Regarding one-hot encoding. do you suggest leaving it off completely of MLPreprocessing or to implement their methods to be used here?

Evizero commented 7 years ago

Regarding one-hot encoding. do you suggest leaving it off completely of MLPreprocessing

I suggest leaving it out completely. In general its fair to assume that users convert their DataFrame to an Array themselves. I do like that we provide feature scaling for DataFrames, but in general we should focus on arrays

abieler commented 7 years ago

Getting back at the one-hot encoding topic: StatsModels currently only works with DataTables, not DataFrames, so it is not compatible with MLPreprocessing at this point. Further it is a slightly different thing it achieves by going from a DataTable to Matrix. I personally prefer doing the encoding (as much preprocessing as possible really) on the DataFrame level and then do a straightforward convert(Matrix, DataFrame). So the onehot!() implementation here is different than from what is in StatsModels. I feel like this functionality should be present somewhere in the JuliaML universe, or maybe DataFrames or DataTables directly. What do you think?

Evizero commented 7 years ago

currently only works with DataTables

I know, but still. I want to avoid duplicated effort on the table front. Especially because I am not a statistician and I am only somewhat aware of all the nuances that come with that. For example is a one-hot encoding rarely used for categorical variables since it introduces a redundant feature that is better off being omitted since the "bias" is enough to catch that information (so instead the more widely used form of encoding is the "dummy encoding").

I personally prefer doing the encoding (as much preprocessing as possible really) on the DataFrame level and then do a straightforward convert(Matrix, DataFrame)

I think that is rather untypical.

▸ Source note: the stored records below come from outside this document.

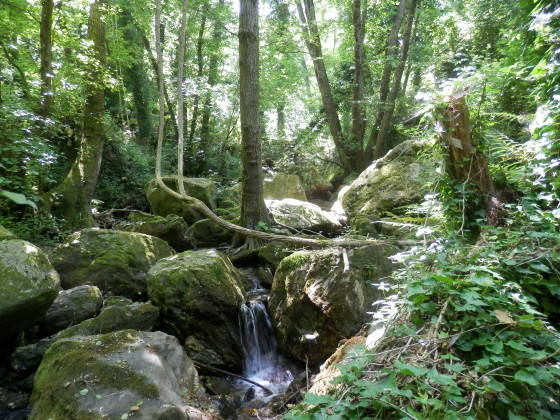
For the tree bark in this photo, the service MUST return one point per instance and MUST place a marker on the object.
(253, 208)
(313, 43)
(46, 69)
(72, 198)
(389, 110)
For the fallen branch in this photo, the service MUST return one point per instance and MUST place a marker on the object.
(205, 366)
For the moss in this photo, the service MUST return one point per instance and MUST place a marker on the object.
(85, 362)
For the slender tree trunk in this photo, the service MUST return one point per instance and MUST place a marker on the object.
(358, 106)
(46, 69)
(389, 110)
(313, 43)
(253, 208)
(72, 198)
(385, 82)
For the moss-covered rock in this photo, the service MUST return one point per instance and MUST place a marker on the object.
(283, 186)
(321, 297)
(397, 179)
(199, 294)
(305, 216)
(207, 234)
(171, 228)
(28, 285)
(163, 203)
(114, 261)
(71, 307)
(144, 375)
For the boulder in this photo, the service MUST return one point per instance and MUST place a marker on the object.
(71, 307)
(283, 186)
(28, 285)
(314, 184)
(118, 313)
(207, 234)
(199, 294)
(114, 261)
(397, 179)
(163, 203)
(142, 375)
(305, 216)
(171, 228)
(321, 297)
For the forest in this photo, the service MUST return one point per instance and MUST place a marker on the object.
(431, 125)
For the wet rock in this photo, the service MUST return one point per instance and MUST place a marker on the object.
(116, 262)
(163, 203)
(321, 297)
(144, 375)
(28, 285)
(171, 228)
(71, 307)
(199, 294)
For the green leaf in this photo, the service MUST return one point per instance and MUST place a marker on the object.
(18, 198)
(407, 369)
(523, 375)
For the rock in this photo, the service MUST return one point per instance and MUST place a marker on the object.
(283, 186)
(207, 234)
(321, 297)
(28, 285)
(163, 203)
(305, 216)
(71, 307)
(171, 228)
(314, 184)
(114, 261)
(118, 313)
(144, 375)
(199, 294)
(397, 179)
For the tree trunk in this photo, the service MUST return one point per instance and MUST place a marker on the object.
(358, 106)
(389, 110)
(313, 43)
(46, 70)
(72, 198)
(253, 208)
(385, 82)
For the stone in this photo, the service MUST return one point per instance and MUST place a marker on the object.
(71, 307)
(28, 285)
(199, 294)
(171, 228)
(142, 375)
(321, 297)
(305, 216)
(163, 203)
(283, 186)
(114, 261)
(398, 179)
(207, 234)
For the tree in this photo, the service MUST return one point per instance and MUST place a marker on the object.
(253, 208)
(72, 197)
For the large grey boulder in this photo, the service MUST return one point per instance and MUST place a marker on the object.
(114, 261)
(141, 375)
(171, 228)
(163, 203)
(199, 295)
(283, 186)
(397, 179)
(28, 285)
(305, 216)
(71, 307)
(320, 297)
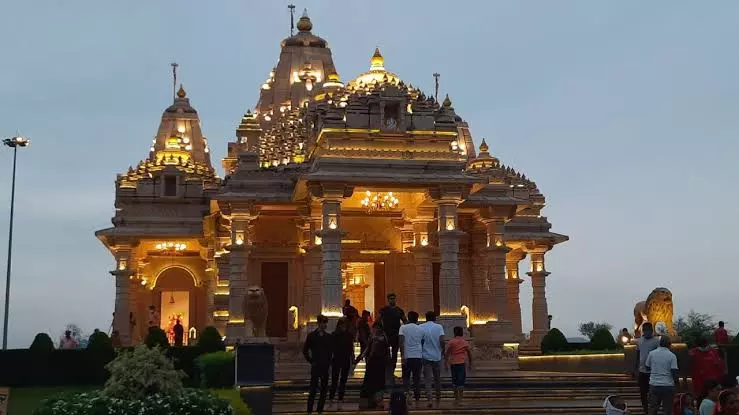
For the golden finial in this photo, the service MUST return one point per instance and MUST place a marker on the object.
(304, 23)
(447, 102)
(483, 147)
(377, 61)
(333, 77)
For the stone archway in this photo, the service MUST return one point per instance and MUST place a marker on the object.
(176, 295)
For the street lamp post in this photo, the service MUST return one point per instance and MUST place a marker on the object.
(14, 143)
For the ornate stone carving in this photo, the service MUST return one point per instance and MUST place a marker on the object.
(255, 311)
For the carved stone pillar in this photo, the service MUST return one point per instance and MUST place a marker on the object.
(450, 298)
(539, 309)
(422, 283)
(239, 249)
(331, 286)
(496, 254)
(122, 274)
(513, 284)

Coming from R what one usually does there is

  1. somehow end up with a dataframe with the variables one needs
  2. specify a "formula" of how to translate that dataframe into feature matrix and targets
  3. do the ML-specific preprocessing on the feature matrix
Evizero commented 7 years ago

If you feel strongly about it we can obviously still consider including such functionality. But in that case it would be easier to review/discuss in its own dedicated PR

abieler commented 7 years ago

Alright. Removed the encoding part and switched back the argument order for fit and fit_transform.

coveralls commented 7 years ago

Coverage Status

Coverage decreased (-30.5%) to 65.588% when pulling c9a396aed47c81a66c5f9a5e9621708e9ba064a7 on fixedrange into 25f6d6053b4b9ab5a626b6f449588db409bc4a2d on master.

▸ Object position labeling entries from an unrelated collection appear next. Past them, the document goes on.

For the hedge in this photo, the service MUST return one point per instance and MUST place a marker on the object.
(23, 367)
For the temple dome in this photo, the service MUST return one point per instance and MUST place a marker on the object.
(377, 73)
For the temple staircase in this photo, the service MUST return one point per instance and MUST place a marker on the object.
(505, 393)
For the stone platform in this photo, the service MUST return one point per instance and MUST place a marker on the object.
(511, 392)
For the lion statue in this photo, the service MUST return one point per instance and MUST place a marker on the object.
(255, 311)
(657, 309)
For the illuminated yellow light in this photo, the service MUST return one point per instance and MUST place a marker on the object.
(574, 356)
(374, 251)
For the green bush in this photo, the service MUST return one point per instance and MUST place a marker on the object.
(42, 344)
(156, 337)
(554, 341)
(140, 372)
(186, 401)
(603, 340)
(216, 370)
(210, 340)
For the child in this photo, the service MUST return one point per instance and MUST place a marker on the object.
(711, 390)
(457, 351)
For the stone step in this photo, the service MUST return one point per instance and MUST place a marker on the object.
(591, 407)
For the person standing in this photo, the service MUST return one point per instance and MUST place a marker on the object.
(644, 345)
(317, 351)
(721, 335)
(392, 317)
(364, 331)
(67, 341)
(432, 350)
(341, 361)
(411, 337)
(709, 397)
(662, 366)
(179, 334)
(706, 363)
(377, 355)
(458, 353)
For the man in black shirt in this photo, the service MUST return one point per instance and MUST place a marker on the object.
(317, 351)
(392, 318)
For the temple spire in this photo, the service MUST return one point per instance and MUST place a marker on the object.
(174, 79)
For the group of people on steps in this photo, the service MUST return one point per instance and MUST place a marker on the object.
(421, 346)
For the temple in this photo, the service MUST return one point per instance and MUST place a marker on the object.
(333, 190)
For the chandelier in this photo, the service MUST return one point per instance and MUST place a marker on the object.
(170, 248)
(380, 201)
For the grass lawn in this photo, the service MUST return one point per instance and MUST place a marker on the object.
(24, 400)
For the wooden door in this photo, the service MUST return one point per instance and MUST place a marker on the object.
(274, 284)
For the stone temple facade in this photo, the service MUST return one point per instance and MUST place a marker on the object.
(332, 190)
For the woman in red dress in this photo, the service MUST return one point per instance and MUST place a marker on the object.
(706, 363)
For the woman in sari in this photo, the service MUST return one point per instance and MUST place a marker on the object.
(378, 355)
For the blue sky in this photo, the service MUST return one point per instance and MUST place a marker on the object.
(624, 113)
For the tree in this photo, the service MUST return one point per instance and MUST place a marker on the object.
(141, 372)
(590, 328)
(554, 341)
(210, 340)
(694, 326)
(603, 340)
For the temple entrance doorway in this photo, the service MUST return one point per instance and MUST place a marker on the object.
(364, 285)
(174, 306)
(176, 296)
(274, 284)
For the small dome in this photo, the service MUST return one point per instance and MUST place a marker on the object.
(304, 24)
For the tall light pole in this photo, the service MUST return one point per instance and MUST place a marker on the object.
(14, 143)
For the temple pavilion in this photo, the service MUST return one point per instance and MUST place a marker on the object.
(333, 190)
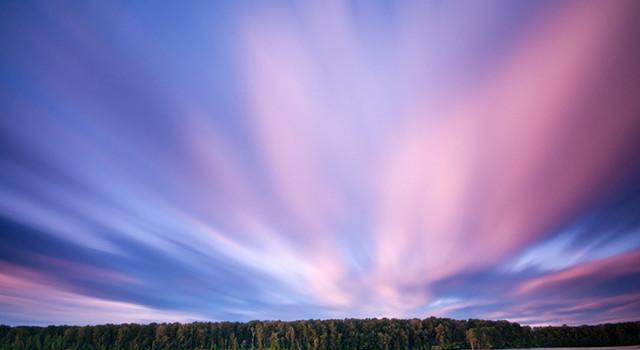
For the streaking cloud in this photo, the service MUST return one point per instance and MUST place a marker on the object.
(320, 159)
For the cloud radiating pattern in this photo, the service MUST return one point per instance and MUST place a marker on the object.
(322, 159)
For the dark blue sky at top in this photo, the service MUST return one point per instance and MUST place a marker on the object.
(293, 160)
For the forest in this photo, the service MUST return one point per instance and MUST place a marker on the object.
(362, 334)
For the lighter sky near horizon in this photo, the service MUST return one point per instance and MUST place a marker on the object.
(183, 161)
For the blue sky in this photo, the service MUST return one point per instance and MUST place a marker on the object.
(295, 160)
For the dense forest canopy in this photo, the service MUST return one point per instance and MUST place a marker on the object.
(367, 334)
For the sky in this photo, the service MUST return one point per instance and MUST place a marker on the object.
(181, 161)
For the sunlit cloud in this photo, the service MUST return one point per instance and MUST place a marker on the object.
(320, 160)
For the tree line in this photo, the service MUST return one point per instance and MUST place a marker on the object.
(349, 334)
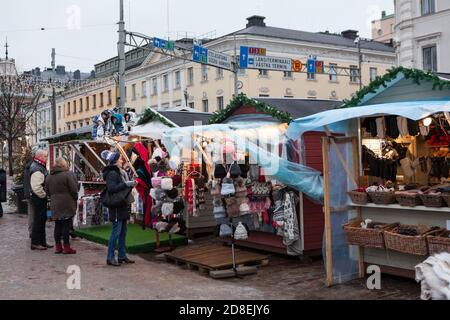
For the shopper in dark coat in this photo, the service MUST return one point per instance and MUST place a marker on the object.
(62, 188)
(116, 181)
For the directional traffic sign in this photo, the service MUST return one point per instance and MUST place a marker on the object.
(210, 57)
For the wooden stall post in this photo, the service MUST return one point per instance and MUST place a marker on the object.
(356, 164)
(327, 209)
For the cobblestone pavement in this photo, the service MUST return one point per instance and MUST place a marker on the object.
(26, 274)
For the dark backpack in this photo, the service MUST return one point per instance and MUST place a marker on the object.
(27, 181)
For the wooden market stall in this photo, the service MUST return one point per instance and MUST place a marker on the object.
(392, 162)
(152, 125)
(307, 151)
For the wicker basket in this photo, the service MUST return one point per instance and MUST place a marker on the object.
(359, 197)
(432, 201)
(446, 198)
(381, 198)
(408, 200)
(369, 238)
(415, 245)
(439, 242)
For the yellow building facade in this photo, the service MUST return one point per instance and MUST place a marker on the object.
(84, 102)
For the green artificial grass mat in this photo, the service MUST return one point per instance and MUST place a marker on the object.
(138, 240)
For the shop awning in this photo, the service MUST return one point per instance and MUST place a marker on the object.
(252, 136)
(414, 110)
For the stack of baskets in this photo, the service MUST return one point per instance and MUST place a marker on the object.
(382, 198)
(359, 197)
(408, 199)
(432, 200)
(414, 245)
(370, 238)
(439, 242)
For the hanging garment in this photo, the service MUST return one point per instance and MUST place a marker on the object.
(381, 128)
(402, 124)
(392, 127)
(413, 127)
(424, 130)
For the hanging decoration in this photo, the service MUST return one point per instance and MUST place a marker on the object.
(243, 100)
(418, 76)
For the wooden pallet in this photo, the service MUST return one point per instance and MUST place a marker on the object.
(213, 257)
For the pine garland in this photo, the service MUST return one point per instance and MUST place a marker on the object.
(418, 76)
(243, 100)
(150, 115)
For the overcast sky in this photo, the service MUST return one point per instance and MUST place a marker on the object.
(84, 32)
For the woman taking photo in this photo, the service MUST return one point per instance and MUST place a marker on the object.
(62, 189)
(118, 186)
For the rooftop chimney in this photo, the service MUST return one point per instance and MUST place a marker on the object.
(256, 21)
(350, 34)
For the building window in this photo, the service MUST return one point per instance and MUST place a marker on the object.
(205, 106)
(133, 92)
(430, 59)
(155, 86)
(144, 89)
(219, 73)
(288, 74)
(428, 6)
(332, 72)
(177, 79)
(191, 76)
(166, 82)
(263, 73)
(219, 103)
(373, 74)
(204, 72)
(354, 74)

Evizero commented 7 years ago

Looking great! One last thing I noticed. The obsolete file featurenormalizer.jl still needs to be deleted I think. Other than that this looks awesome and ready to merge.

One discussion point we should consider in the future is if we should switch from the corrected std to the uncorrected (i.e. std(x, corrected=false))

abieler commented 7 years ago

Is the corrected/uncorrected std() related to 1/N vs. 1/(N-1)? If so, I don't have a strong opinion on it. Can you explain your thoughts on this?

abieler commented 7 years ago

Removed feature_normalizer. I ll start on the README next

Evizero commented 7 years ago

Is the corrected/uncorrected std() related to 1/N vs. 1/(N-1)? If so, I don't have a strong opinion on it. Can you explain your thoughts on this?

Yes. My thoughts are mostly motivated by consistency with what other frameworks seem to do

abieler commented 7 years ago

Alright. This works now in v0.5 and v0.6. Ready to merge from my side.

coveralls commented 7 years ago

Coverage Status

Coverage decreased (-28.3%) to 67.781% when pulling 47891878dcf64dcb591793d1772993c6ebbd637e on fixedrange into 25f6d6053b4b9ab5a626b6f449588db409bc4a2d on master.

coveralls commented 7 years ago

Coverage Status

Coverage decreased (-28.3%) to 67.781% when pulling 686a308b1f5f40486f016426565733c8cc18789c on fixedrange into 25f6d6053b4b9ab5a626b6f449588db409bc4a2d on master.

Evizero commented 7 years ago

Awesome! This is a really big improvement!